To show that the limit does not exist, use the fact that there exists a rational and a irrational inbetween every two different real numbers, and take $\epsilon$ to be within $]0,1[$.
As for the limit $\lim_{x \to 0} xf(x) = 0$, use squeeze theorem with upper bound $x$ and lower bound $0$.
A: Suppose $\lim_{x\rightarrow0}f(x)$ exists. We can find a sequence
$(x_{n})_{n}$ of positive irrational numbers satisfying $x_{n}\rightarrow0$
so that $\lim_{n\rightarrow\infty}f(x_{n})=\lim_{n\rightarrow\infty}0=0$.

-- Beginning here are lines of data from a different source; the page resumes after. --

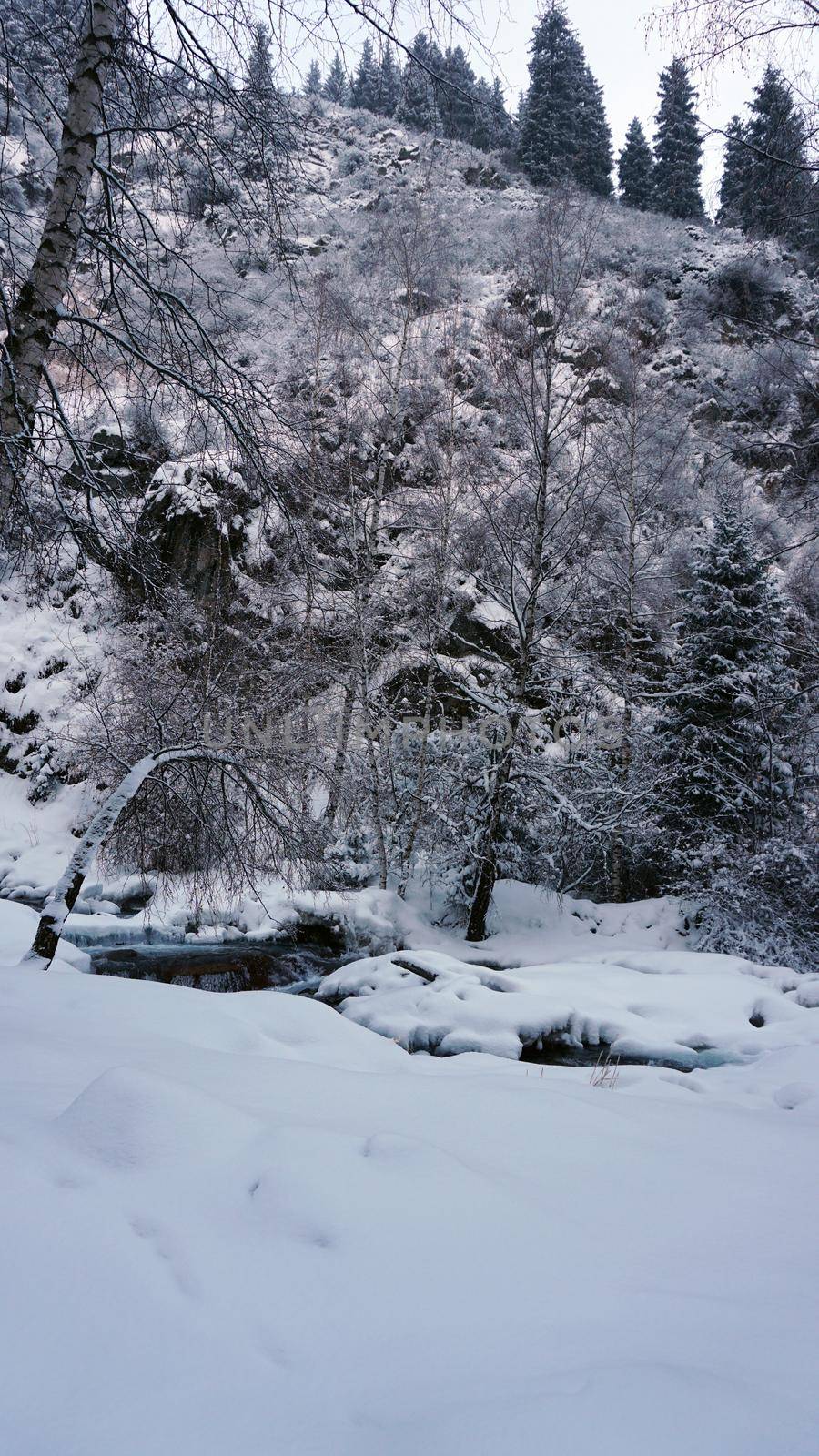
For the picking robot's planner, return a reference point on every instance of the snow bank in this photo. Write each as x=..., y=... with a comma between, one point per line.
x=675, y=1008
x=242, y=1223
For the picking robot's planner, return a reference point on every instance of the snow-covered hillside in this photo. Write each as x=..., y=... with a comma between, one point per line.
x=244, y=1223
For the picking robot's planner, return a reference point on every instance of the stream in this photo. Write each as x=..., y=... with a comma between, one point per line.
x=283, y=966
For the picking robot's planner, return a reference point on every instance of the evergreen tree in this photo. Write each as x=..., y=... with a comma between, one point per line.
x=417, y=106
x=733, y=187
x=775, y=196
x=389, y=84
x=562, y=127
x=548, y=128
x=457, y=96
x=314, y=80
x=593, y=149
x=336, y=86
x=726, y=764
x=676, y=146
x=503, y=127
x=259, y=69
x=636, y=169
x=365, y=91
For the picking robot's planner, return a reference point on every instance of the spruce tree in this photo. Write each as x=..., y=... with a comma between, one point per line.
x=417, y=106
x=503, y=127
x=388, y=84
x=676, y=146
x=314, y=80
x=726, y=772
x=775, y=194
x=636, y=169
x=365, y=91
x=562, y=124
x=259, y=69
x=593, y=159
x=457, y=99
x=336, y=86
x=548, y=130
x=733, y=187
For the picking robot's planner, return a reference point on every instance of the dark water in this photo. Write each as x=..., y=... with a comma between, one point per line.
x=227, y=967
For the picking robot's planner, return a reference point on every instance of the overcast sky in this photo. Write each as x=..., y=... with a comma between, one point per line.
x=627, y=65
x=622, y=56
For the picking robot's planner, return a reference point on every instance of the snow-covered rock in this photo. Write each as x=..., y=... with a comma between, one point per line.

Similarly, picking a sequence of positive rational numbers, we get
$\lim_{n\rightarrow\infty}f(x_{n})=1$, a contradiction.
As for the second limit, note that $f(x)$ is bounded. Taking the
$\limsup$ and $\liminf$ of $xf(x)$ as $x\rightarrow0$ gives you
zero, and hence the limit must exist and be equal to zero.